Billy Joe Ashe v. Joe Corley, Etc., Montgomery County, Texas

992 F.2d 540, 25 Fed. R. Serv. 3d 1491, 1993 U.S. App. LEXIS 13102, 1993 WL 164960
CourtCourt of Appeals for the Fifth Circuit
DecidedJune 4, 1993
Docket91-6299
StatusPublished
Cited by171 cases

This text of 992 F.2d 540 (Billy Joe Ashe v. Joe Corley, Etc., Montgomery County, Texas) is published on Counsel Stack Legal Research, covering Court of Appeals for the Fifth Circuit primary law. Counsel Stack provides free access to over 12 million legal documents including statutes, case law, regulations, and constitutions.

Bluebook
Billy Joe Ashe v. Joe Corley, Etc., Montgomery County, Texas, 992 F.2d 540, 25 Fed. R. Serv. 3d 1491, 1993 U.S. App. LEXIS 13102, 1993 WL 164960 (5th Cir. 1993).

Opinion

JOHNSON, Circuit Judge:

The Appellants in this case are a number of plaintiffs who brought suit against two Texas counties and various members of their sheriffs departments alleging civil rights and RICO violations. Eventually all defendants were dismissed from the suit except Montgomery County. The district court granted summary judgment against the plaintiffs on all issues, and the plaintiffs now appeal. This Court affirms in part, reverses in part, and remands the case for further proceedings.

I. Facts and Procedural History

In December 1987, the plaintiffs — a group of Montgomery County jail inmates, former inmates, and family members — filed this lawsuit alleging violations of their civil rights under 42 U.S.C. § 1983 and violations of the Racketeer Influenced and Corrupt Organizations Act (RICO), 18 U.S.C. §§ 1961-1968. Named as defendants in the original complaint were Montgomery County, Texas; Montgomery County Sheriff Joe Corley in his individual and official capacities; several deputies of the Montgomery County Sheriffs Department in their individual and official capacities; Harris County, Texas; and Harris County Sheriff Johnny Klevenhagen in his individual and official capacities.
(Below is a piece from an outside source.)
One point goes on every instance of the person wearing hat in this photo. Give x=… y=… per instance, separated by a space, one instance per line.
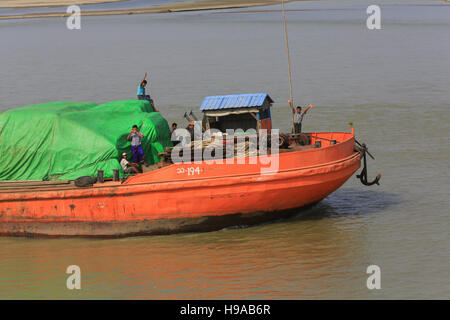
x=128 y=167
Harris County and all of the individual defendants were eventually dismissed by the plaintiffs, leaving Montgomery County (the County) as the only defendant. 1

*542 According to the complaint, two of the plaintiffs had filed earlier lawsuits against the sheriff of Montgomery County, Joe Cor-ley. All of the other plaintiffs were witnesses in one of those two lawsuits. The complaint alleged that Corley and other members of the sheriffs department engaged in a frightening pattern of physical violence and brutality against the plaintiffs in retaliation for bringing those earlier lawsuits. The complaint also alleged that the members of the sheriffs department pressured witnesses to give false testimony in order to manufacture criminal charges against several of the plaintiffs. The plaintiffs alleged that these acts were committed by members of the sheriffs department pursuant to Sheriff Cor-ley’s policy of encouraging deputies to use physical violence to punish uncooperative persons in their custody.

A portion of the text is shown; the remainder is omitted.